On the other hand those future indicatives could also be present subjunctives, but I don't know if that makes sense here. The translation you gave, though, is at least a possible translation. It seems this is going to require someone more knowledgeable than me.


----------



## judkinsc

If it's the subjunctive, then the easiest translation would be "Either let me find a way or let me make one," which works for your translation too.

The hortatory subjunctive is always the prefered translation, lacking another reason.

I don't see any reason to treat them as subjunctives, though.  The forms are the same, but the idea is fine as a future.


----------



## J.F. de TROYES

I also think the best choice is the future.

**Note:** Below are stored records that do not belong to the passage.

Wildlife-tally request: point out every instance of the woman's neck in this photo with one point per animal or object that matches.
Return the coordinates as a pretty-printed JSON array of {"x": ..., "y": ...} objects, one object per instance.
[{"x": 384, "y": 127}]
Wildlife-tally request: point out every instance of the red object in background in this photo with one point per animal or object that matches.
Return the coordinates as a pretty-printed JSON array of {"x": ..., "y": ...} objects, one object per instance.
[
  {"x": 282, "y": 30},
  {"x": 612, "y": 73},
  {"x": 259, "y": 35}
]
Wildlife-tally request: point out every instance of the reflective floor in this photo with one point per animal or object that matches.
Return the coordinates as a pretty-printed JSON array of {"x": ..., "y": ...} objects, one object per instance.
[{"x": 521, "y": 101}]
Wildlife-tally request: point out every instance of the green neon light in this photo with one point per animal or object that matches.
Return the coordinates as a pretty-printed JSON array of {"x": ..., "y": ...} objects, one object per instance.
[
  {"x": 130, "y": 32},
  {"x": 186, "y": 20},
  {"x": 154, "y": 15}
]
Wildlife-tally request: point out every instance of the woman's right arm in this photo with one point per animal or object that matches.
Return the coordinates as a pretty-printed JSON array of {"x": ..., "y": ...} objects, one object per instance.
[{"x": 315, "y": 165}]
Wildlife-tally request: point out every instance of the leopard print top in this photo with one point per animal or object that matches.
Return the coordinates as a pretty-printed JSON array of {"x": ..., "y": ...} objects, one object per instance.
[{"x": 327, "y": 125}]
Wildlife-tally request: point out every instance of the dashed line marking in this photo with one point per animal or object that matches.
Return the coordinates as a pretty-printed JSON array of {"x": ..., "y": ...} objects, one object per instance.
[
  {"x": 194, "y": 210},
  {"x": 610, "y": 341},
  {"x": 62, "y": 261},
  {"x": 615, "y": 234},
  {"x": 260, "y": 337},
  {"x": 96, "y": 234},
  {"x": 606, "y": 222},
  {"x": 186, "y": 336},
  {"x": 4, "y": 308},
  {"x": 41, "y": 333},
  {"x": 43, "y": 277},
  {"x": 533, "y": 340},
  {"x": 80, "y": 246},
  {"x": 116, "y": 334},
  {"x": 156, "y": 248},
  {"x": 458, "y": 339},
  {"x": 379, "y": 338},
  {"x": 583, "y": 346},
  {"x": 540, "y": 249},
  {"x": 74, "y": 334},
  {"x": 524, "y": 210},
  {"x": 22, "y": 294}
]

The subjunctives expressing wishes are generally introduced by "Utinam". Solecism's translation looks good.


----------



## davesnothere

Solecism said:


> i was wondering if anyone could translate
> 
> Aut Viam Inveniam Aut Faciam for me, i was told it means "i'll either find a way or make one" but i dont really trust the internet



It means exactly that, it's a quote from Hannibal, when his generals told him it was impossible to cross the alps by elephant, this was his response.


----------



## sanalatii_e

It means 'Find a way, or make a way' 

It is used as the slogan for Chigwell School in Essex.


----------



## Slayer_kid21

aut viam inveniam aut faciam does literally mean i'll either find a way or make one. it was said from Hannibal in 247-183 BC.

Gotta love Latin class


----------



## bibax

Somedeal redundant.


----------